By Terence Corcoran
Indalex pensioners handed raw deal by Supreme Court
You don't have to be member of the United Steelworkers to recognize that pensioners of the bankrupt Toronto aluminum processor Indalex were handed a raw deal by the Supreme Court of Canada in a decision last Friday. The effect of the decision is that, as the company marched toward bankruptcy in 2009, a series of manoeuvres and court decisions ended up shortchanging the company's pensioned employees in favour of financial creditors and others.
The pensioners are, however, mainly the victims of inaction in Ottawa, home of the political masters of Canada’s bankruptcy and insolvency regime. The plight of the Indalex pensioners, of which there are about 200, might not be so dire today if Parliament had acted a decade ago to protect pension assets as a “super priority” when companies begin to fail. Instead, parliamentarians lined up behind bankers and others. A 2003 Senate banking committee report rejected the idea of giving pensioners preferences because it felt super-priority status could “reduce the monies available for distribution to creditors.”

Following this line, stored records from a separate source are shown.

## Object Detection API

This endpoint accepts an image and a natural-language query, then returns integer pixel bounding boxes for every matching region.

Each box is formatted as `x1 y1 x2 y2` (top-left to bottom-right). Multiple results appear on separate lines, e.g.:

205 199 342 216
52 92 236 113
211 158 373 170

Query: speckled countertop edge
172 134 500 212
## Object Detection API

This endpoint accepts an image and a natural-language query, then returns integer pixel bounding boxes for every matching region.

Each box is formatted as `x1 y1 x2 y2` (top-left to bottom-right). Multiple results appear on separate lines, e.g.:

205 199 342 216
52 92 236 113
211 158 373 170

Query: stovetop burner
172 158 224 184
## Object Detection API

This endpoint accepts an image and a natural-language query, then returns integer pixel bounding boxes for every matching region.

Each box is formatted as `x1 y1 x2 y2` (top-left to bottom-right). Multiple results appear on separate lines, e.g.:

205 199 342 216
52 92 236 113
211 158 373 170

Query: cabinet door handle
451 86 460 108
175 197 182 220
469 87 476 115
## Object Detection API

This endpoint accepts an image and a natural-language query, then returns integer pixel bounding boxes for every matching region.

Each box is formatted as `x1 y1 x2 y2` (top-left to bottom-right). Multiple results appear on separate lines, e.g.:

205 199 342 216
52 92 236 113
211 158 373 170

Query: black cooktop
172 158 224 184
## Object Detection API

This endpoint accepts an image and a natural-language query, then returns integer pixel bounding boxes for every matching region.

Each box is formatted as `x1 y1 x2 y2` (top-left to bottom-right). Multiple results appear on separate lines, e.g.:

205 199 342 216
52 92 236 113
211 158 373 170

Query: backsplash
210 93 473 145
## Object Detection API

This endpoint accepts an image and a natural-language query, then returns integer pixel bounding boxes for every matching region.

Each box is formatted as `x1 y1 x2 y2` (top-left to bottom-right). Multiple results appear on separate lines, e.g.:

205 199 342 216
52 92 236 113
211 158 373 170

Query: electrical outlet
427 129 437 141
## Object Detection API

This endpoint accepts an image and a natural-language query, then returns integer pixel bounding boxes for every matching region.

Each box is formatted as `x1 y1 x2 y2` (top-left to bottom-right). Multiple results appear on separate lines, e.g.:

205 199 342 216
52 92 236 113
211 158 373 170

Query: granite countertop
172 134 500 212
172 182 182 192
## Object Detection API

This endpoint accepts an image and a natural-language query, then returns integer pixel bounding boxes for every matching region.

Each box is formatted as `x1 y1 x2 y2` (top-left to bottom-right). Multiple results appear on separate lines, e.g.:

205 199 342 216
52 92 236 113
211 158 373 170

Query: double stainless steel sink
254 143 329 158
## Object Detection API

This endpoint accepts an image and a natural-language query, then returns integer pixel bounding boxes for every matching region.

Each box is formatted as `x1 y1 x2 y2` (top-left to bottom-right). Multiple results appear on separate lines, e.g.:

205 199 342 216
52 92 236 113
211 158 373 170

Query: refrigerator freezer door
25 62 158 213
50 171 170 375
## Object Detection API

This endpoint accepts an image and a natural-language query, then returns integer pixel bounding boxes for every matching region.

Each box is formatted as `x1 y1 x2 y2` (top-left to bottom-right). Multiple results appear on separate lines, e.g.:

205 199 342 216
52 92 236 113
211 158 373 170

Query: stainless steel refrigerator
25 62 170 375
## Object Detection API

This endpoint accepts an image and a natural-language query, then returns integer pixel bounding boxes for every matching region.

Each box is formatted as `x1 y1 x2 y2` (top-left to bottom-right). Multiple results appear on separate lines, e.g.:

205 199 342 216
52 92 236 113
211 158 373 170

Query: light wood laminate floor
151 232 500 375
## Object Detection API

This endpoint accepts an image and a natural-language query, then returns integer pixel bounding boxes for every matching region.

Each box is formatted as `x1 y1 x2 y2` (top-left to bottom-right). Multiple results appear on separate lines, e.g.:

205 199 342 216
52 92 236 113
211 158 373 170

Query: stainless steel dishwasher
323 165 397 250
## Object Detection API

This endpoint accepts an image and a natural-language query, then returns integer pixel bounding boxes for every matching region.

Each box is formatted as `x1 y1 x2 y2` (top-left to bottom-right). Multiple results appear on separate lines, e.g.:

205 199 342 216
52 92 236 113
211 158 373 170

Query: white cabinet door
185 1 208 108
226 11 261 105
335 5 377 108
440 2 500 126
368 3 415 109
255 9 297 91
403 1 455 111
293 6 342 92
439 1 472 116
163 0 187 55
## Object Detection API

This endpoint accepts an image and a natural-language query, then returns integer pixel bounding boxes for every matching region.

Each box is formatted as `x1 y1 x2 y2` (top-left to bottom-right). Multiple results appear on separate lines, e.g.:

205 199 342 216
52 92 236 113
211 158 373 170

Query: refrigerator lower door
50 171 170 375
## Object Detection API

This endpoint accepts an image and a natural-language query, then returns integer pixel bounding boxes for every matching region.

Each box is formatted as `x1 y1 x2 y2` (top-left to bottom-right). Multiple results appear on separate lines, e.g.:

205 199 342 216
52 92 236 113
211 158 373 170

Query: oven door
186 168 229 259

Well, yes, that would be the effect, wouldn’t it. But why are “creditors” entitled to priority status over pensioners? The legal and financial professionals who work the lucrative insolvency field in Canada have a list of reasons to put banks and other lenders ahead of employees and pensioners, none of which deserve the reverence and support they’ve received from Ottawa.
The Indalex case pitted Sun Indalex Finance against the United Steelworkers, and against a small group of Indalex executives who also had pensions with the company.